Although I’ve told myself (and my audience, all two and a half of them) that I just enjoy blogging for its own sake, I’ll be honest and admit it isn’t really enough. Most writers mind whether their work is read or not – even if it is only by their small and faithful audience of friends and family – and most want some sort of response to what they’ve written.

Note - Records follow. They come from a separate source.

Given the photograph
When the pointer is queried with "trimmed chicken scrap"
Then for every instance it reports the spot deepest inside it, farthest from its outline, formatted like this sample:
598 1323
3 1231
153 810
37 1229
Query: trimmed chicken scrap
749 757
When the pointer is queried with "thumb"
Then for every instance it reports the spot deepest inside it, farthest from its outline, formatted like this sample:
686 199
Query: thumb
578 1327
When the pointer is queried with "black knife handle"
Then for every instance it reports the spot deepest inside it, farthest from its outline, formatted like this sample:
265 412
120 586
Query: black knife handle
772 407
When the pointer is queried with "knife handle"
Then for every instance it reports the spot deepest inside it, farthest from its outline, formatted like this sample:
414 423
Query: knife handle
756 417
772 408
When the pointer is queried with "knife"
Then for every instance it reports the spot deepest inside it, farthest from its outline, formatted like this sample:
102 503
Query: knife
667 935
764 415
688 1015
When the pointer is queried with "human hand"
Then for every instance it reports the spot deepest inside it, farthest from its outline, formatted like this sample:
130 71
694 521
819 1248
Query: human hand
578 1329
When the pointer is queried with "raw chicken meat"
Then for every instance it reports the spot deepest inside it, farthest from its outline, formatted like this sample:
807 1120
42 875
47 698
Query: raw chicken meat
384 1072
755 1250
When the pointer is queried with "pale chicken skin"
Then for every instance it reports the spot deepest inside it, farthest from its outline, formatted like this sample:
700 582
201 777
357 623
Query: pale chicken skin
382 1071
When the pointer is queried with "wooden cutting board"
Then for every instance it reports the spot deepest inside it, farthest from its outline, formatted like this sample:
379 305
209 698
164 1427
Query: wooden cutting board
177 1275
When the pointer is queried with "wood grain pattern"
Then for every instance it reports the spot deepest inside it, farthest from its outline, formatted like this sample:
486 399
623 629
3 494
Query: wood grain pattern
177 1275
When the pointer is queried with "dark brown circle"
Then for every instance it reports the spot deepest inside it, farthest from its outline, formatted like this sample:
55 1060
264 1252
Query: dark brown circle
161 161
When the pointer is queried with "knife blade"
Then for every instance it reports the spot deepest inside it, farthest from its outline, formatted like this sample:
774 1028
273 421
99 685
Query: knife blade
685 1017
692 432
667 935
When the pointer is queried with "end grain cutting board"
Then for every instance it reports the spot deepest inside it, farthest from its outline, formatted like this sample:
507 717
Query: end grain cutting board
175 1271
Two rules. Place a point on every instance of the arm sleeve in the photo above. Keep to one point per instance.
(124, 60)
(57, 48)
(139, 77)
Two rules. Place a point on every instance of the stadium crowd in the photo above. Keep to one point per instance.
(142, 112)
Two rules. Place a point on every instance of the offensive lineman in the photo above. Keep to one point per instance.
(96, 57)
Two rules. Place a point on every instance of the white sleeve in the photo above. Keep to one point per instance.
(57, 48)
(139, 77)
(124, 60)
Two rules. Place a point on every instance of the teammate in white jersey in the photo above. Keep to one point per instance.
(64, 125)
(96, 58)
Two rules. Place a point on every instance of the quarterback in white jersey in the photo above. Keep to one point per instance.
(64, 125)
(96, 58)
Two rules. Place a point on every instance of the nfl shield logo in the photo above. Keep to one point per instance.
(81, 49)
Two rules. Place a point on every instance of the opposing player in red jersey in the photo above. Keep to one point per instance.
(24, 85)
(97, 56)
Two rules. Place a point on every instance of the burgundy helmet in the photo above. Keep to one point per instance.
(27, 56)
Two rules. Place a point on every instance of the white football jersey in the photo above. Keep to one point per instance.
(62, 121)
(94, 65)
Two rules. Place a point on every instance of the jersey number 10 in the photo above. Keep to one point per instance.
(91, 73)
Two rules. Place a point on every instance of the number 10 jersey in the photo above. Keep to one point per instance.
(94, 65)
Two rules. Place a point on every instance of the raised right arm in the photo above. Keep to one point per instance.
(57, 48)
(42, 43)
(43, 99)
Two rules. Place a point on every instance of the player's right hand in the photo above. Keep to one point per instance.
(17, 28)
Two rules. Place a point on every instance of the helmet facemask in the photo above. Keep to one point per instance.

The disconcerting thing about writing a blog is that you never know what kind of response you will get. I suppose that applies to writing in general, but with a blog it’s more immediate. You know straight away that someone ‘likes’ your piece, and it’s also obviously pretty quickly if no-one does. I was disappointed, for instance, that nobody ‘liked’ the story I posted last time, when previous posts had produced at least a few immediate ‘likes’. The story did need more work, but as far as I could judge it was fairly presentable as it was. Or was it in fact markedly less good than other posts that have been ‘liked’, some of which I haven’t thought very much of at all? Perhaps the process whereby blog posts get read and ‘liked’ is more random than I like to think and depends on little more than the weather, the time of day, the title or what mood someone is in.
Or is it simply that certain things work in a blog and others don’t? I’ve posted a couple of stories previously and the odd poem, but I can’t remember now whether anyone ‘liked’ them or not. Some my most considered and heartfelt posts have had very little response, while others that were written relatively quickly and didn’t seem to be saying very much have had a lot more interest. But then I can’t see in them what I can’t see, just as I can’t see the back of my own head or the way I stand when I’m not looking in a mirror.
So how seriously do I take the favourable comments or the baffling silence? Like most writers’ egos, mine revels in a good massage from time to time. But equally I welcome feedback that isn’t all ‘positive’ but will help me to improve. I certainly get that from my lovely writing group, most of whom are far better writers than I could ever be. I wouldn’t seriously expect the same standard of interest and perspicacity from blog readers, most of whom will – like me – scroll through a post and only stop to read it properly if it takes their fancy. Unless it’s by a friend, of course, in which case I will take more time with it. I don’t necessarily ‘like’ or comment, though, unless something in particular jumps out at me.
Which all goes to show that no response is just that, and the reasons for it are unknowable. And there’s still that craven bit of me that wants to beg, “Oh please read it, please tell me you’ve read it and liked it.” In other words, please love me – the me that shows up in the blog. I’m not twisting your arm, honestly. But whether you like the blog or are totally indifferent to it, I’ll still go on talking at people in it and believing that somewhere out in cyberspace there are people who might actually enjoy it.